"Well, speak then!" cried the Elector impatiently. "Speak, Schlieben—what is it?"
"Will not my lord and husband first hear the Electoral Prince's letter to the end?" asked the Electress. "Here follow some cordial, affectionate words, and assurances of the most filial respect and most submissive love."
"Can I value them, yes, can I value any of them all?" answered George William passionately. "When we will prove nothing by deeds, then we make speeches, and when we are disobedient in act, then we asseverate with words of love and reverence. Speak, then, Balthazar von Schlieben, since you have been thus commissioned by the Electoral Prince. What is this most weighty of reasons which forbids the departure of the Electoral Prince from Holland?"
"Your Electoral Highness, it is debt, it is the total want of money."

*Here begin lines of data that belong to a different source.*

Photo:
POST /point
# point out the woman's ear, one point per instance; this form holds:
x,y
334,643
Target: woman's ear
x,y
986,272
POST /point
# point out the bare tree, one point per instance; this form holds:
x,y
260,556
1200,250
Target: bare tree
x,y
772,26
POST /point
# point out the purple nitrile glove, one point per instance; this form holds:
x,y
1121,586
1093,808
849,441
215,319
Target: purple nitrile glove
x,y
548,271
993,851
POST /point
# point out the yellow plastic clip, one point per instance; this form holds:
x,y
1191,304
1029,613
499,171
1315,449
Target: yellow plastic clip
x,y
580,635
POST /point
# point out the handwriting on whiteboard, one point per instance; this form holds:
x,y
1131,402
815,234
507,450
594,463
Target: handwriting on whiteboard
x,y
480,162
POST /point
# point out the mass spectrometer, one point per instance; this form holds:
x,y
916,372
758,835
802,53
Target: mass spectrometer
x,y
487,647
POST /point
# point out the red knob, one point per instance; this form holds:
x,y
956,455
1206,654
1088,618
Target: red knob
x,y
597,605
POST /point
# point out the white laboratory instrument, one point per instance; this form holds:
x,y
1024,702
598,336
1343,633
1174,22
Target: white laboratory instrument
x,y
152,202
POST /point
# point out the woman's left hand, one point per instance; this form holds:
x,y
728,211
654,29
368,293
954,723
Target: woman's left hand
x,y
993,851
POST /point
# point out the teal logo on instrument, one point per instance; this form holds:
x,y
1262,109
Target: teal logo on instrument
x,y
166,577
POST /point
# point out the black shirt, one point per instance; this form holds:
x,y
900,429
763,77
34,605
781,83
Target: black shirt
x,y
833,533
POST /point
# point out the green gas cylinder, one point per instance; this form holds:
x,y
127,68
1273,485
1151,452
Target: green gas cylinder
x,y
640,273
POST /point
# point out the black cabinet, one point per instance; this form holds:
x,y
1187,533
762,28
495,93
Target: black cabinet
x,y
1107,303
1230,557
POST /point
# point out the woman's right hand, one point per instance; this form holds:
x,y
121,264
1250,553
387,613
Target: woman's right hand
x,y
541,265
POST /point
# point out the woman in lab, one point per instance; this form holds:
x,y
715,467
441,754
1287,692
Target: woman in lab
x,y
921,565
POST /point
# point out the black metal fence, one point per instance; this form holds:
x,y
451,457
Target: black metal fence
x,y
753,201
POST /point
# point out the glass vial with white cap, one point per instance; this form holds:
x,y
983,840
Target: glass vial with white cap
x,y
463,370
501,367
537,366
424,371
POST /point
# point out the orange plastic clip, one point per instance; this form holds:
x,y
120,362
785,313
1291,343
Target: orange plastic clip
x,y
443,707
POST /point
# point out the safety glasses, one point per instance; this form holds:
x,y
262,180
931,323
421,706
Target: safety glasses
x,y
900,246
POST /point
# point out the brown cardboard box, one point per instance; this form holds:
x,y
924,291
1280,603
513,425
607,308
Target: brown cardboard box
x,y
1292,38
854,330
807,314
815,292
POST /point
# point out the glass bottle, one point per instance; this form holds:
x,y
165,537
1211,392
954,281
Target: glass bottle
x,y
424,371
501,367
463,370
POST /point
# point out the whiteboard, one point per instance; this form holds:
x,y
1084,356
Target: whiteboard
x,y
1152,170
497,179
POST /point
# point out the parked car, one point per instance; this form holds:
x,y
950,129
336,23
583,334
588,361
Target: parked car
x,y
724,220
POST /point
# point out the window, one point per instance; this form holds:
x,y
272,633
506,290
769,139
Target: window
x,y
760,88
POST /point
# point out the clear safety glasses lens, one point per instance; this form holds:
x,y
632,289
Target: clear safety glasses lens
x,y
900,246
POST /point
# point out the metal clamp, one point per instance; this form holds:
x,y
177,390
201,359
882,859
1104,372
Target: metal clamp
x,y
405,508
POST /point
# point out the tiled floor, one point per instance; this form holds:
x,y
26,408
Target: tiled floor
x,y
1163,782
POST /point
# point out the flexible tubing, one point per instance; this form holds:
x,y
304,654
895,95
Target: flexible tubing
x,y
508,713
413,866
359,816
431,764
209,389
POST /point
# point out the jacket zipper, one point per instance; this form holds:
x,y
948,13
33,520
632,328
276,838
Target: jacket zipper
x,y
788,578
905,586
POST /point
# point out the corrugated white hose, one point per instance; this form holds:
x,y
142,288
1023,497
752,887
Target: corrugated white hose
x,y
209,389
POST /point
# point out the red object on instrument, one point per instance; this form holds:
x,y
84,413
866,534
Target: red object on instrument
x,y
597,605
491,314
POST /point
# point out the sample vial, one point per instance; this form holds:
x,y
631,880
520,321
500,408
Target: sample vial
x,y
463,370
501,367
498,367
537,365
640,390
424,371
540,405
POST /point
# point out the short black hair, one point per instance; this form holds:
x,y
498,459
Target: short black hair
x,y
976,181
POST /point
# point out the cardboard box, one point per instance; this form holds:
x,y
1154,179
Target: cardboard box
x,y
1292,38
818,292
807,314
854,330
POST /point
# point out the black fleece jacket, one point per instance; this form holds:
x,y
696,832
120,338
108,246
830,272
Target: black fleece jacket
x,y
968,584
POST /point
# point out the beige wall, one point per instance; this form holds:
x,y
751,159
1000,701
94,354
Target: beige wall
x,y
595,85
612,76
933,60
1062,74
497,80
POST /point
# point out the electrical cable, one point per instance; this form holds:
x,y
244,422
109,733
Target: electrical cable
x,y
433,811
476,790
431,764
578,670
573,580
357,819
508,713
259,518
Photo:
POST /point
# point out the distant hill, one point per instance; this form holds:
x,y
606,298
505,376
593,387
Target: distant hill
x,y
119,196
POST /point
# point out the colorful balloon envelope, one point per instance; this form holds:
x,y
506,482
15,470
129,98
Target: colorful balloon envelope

The Elector started up as if an adder had stung him. "Debts!" he cried in thundering voice. "Want of money! Will this litany never, never cease? What a wild, extravagant life the Electoral Prince must lead to be for ever and ever wanting money, and no sooner are his debts paid than he contracts new ones!"
"Husband," said the Electress soothingly, "it does not reflect upon the life our son leads that he is out of money, but proves that he has not received a sufficiently ample allowance. Just reflect that three years ago, when he undertook this journey to Holland, you did not give him a red cent, and that I had to give him from my little savings three thousand dollars that he might be able to travel at all.[6] A considerable portion of this must have been expended during the tedious journey, with his retinue."

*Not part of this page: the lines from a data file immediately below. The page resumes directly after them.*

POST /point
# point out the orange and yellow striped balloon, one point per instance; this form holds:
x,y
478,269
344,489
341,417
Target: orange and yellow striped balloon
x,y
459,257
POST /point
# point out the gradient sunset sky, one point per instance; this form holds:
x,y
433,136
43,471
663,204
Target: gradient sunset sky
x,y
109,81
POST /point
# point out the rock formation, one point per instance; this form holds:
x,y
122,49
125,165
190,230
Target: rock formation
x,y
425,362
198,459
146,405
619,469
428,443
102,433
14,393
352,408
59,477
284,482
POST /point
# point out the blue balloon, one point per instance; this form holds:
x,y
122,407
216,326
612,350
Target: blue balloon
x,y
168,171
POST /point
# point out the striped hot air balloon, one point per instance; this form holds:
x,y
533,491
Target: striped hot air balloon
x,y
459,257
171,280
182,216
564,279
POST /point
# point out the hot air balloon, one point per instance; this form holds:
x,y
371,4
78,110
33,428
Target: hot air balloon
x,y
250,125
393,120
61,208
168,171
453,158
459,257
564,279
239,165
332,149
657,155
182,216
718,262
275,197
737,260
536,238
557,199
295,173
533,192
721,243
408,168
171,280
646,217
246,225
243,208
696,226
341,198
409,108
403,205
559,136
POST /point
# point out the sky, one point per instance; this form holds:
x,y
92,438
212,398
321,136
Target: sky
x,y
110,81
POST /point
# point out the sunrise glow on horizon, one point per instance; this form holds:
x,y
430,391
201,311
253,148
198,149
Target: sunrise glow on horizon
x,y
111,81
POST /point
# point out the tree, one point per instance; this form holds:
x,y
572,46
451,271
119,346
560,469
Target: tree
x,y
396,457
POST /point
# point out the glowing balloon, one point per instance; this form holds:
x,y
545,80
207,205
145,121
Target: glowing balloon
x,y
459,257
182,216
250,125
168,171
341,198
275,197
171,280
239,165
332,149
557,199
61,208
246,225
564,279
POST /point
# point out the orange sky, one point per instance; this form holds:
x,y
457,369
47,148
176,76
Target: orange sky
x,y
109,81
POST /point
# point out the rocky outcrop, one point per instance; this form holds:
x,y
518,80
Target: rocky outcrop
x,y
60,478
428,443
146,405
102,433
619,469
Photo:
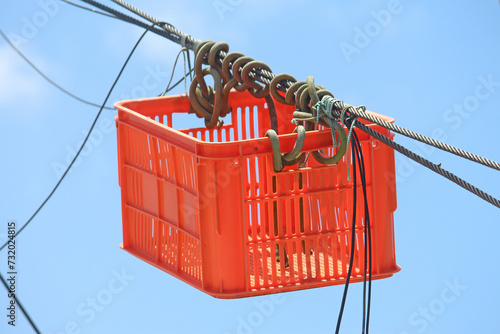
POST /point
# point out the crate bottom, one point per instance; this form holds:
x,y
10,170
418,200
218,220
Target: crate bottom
x,y
258,291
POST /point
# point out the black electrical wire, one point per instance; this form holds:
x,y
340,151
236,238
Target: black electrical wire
x,y
353,240
367,239
84,141
27,315
46,77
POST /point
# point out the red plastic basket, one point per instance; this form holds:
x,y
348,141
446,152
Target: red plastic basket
x,y
207,207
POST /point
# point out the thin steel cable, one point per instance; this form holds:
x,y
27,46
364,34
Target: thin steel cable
x,y
173,34
32,323
137,11
424,139
432,166
89,9
46,77
84,141
167,30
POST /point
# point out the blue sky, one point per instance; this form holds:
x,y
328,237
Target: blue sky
x,y
433,66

"If any one were to listen to you, Electress, he would really suppose that the Electoral Prince had lived upon those three thousand dollars lent him by you from that time up to the present. You forget, however, that, already in the year 1636, therefore the very next year after the Electoral Prince set out upon his journey, the states at the diet of Königsberg voted the large sum of seven thousand dollars to the Electoral Prince for the prosecution of his studies, over which they made a great outcry even then, since the owner of each rood of land must be taxed five groschen to pay for these acquirements, bringing down, no doubt, many a curse upon his Latin and Greek.[7] From these two sources alone, then, he has had ten thousand dollars to disburse in three years, which for so young a gentleman would surely seem sufficient. Besides, just half a year ago, on his repeated application to me for money, I sent him again one thousand dollars, insomuch as he felt himself compelled to purchase a stately equipage."
"That was the time, husband, when our son went from Leyden to Arnheim, to reside there for a long while. There, of course, he was obliged to have a small household about him, in order to maintain the dignity of his father and his house, for there, too, dwelt the Princes of Orange and Nassau, and our son, the Electoral Prince of Brandenburg, in order not to be surpassed by them, must, like them, hold his court."
"And unfortunately living is very expensive in Holland," remarked the Chamberlain von Schlieben. "Your Electoral Grace had sent one thousand dollars to the Electoral Prince for the purchase of an equipage, but this sum was by no means adequate. The coach alone cost seven hundred dollars."
"Seven hundred dollars!" cried the Elector, amazed. "How can one pay so much money for a mere wooden box?"